New for high school students: A way to calculate the cost of a Yale education
A high school student wondering how much it would cost to attend Yale College can get an estimate by spending 10 minutes online using Yale’s new “Net Price Calculator.”
All the student needs to get a first look at a financial aid package from Yale is an Internet connection and the primary information, financial and otherwise, that Yale uses to calculate financial need.
“Is Yale affordable? That’s the question we are trying to answer with the calculator, “ said Caesar Storlazzi, director of financial aid.
The calculator, developed by the Yale Student Financial Services office, cannot capture all the information that financial aid officers use to evaluate financial need, but Storlazzi said it should provide a good starting place for a conversation about financing a Yale education. Using the calculator requires basic information including parents’ income and savings and whether the student will have a sibling in college. Prospective students who go on to apply for financial aid will receive their actual award offer from Yale, if they are eligible for one, when they are admitted.

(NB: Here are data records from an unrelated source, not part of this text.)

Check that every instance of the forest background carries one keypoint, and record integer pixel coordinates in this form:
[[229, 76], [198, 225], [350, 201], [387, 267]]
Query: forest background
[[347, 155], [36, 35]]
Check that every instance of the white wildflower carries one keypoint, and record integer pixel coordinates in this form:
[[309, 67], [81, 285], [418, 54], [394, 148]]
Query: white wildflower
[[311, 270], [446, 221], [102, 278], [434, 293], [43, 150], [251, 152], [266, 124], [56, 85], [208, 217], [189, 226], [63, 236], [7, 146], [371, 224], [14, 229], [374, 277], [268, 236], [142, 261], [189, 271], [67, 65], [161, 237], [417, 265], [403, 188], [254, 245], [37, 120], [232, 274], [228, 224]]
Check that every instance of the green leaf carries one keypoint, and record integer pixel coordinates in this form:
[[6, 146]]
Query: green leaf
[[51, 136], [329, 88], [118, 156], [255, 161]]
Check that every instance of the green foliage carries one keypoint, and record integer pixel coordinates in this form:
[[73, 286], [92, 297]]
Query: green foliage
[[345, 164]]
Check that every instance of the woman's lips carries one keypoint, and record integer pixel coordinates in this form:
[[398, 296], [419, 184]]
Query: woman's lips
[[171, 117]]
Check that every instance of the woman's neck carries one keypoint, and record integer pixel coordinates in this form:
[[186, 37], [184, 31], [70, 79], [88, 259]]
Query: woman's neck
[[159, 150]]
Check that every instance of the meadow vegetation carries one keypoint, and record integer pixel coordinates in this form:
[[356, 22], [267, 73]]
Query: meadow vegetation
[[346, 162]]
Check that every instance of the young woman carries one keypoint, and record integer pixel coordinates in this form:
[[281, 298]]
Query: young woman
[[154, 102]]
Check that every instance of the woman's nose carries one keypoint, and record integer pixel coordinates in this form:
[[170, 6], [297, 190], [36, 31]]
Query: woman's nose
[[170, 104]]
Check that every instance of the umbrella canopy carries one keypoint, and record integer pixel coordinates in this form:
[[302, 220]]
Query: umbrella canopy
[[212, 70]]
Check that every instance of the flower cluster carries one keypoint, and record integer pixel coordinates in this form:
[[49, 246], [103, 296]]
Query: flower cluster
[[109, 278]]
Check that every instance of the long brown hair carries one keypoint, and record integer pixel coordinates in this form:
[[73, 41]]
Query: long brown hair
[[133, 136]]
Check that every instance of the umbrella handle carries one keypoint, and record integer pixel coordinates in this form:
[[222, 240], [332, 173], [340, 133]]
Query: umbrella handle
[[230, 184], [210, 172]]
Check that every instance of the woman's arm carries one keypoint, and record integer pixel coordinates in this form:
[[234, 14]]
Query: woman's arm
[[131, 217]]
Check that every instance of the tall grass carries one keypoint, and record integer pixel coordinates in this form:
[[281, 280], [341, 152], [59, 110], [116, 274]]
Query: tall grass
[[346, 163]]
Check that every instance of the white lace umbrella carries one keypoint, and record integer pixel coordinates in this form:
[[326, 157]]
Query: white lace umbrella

“We wanted to strike a balance between the accuracy of the result and the simplicity of the questions that we ask,” Storlazzi said of the calculator’s design. The calculator is intended for U.S. citizens, permanent residents and international students whose parents live and work in the United States.
None of the information submitted by a student or the student’s family in using the calculator is shared with Storlazzi’s office, which only learns how many people are using the calculator and where they are from. Anyone using the calculator, however, may print out the results, which include the estimated net cost for the student and the amount of financial aid, and speak with Storlazzi’s office about the figures, and any other concerns they may have about financial aid, such as what would happen if a student’s parent loses a job.
Storlazzi’s office receives numerous calls about financial aid, particularly near application deadlines and in the summer months. The calls are fielded by financial aid staff who, he said, “understand customer service as well as the intricacies of needs analysis.”
Yale College admits all students without regard to their ability to pay for their education and provides 100% of students’ demonstrated need. The financial aid policies reflect the University’s philosophy that students should not have to take out loans to attend Yale College. The college’s annual financial aid budget is about $117 million, and 57% of all undergraduates receive aid. The average scholarship grant to these students from Yale is more than $36,000, or two-thirds of the cost of attendance, which includes allowances for books and personal expenses.
A Yale student’s financial aid award can change along with the student’s economic circumstances.
“Yale is a unique institution in that we have the ability to react to changes immediately,” Storlazzi said. “We promise to fund 100% of demonstrated need, even if that need should increase during the year.”
The calculation of financial aid is a complicated process, notes Storlazzi, but the Net Price Calculator allows prospective students to get a general sense of a school’s affordability and financial aid resources before applying.
Storlazzi had no such easy-to-use resource when he was a high school senior applying to college. “I ended up filling out the financial aid applications for my parents,” he recalls. “I think a financial aid officer was born.”